# Divided 20 long



## Deanna01 (Apr 22, 2013)

I divided and planted a 20 long today. It's still a bit murky, but it will get there. 

Homemade dividers, out of craft mesh and reporter binders. For a 20-long, you cut 11 squares off the craft mesh on the tab side. Then you cut a 1-square measure off two of the binders. Put those binders on the long side, place the uncut binders on the short side, and you have a perfect fit!


----------



## Chachi (Sep 22, 2013)

Looks great! And how clever!


----------



## Tony2632 (Aug 30, 2013)

That looks sweet


----------



## Deanna01 (Apr 22, 2013)

It has cleared up a bit this morning.


----------



## tilli94 (Nov 30, 2012)

What sizes do you use do divide your tens?


----------



## Deanna01 (Apr 22, 2013)

I don't remember how many squares of craft mesh I cut off for the 10s. You would just have to measure the inside and decide.


----------



## lilnaugrim (Mar 27, 2013)

Looks beautiful Deanna! What substrate are you using?


----------



## Deanna01 (Apr 22, 2013)

I went with Eco-Complete for this, Lil. I have dirt topped with sand or gravel in all my other betta tanks, but I was just tired of sifting dirt!


----------



## lilnaugrim (Mar 27, 2013)

That's what I thought! I want to do that for my soon to be 20 long, I sifted enough mix for my 3 gallon and I'm not looking forward to doing this for my 33 gallon haha. 

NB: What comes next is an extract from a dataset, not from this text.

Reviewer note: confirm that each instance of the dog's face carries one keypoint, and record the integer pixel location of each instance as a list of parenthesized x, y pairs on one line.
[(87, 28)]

A random question but doing Eco-Complete or some enriched substrate would be counted still as a Natural Planted Tank and the Walstad method is also an NPT or is NPT just with soil underneath and enriched substrate is just Planted Tank? Sorry, I know that's random but figured you might know ^_^


----------



## Deanna01 (Apr 22, 2013)

You know, I asked that exact same question before. It still counts as an NPT, apparently, but not a Walstad. 

Eco-Complete is just awesome. You don't even have to rinse it--just dump it in. You really need at least a pound and a half per gallon, though. I tried one pound per gallon, and I can get away with it, but it really needs a bit more.


----------



## SeaKnight (May 24, 2013)

Are these the type of Binders and mesh you are referring too??? http://www.pengad.com/shop-binding-supplies/plastic_slides.html http://www.craft.com.au/images/products/PMSQ_LRG.jpg


----------



## Deanna01 (Apr 22, 2013)

Those are the binder grips, yeah. I bought 100 of the thinnest ones on Amazon for $20. I won't use them all, but I like the black ones and like having them on hand.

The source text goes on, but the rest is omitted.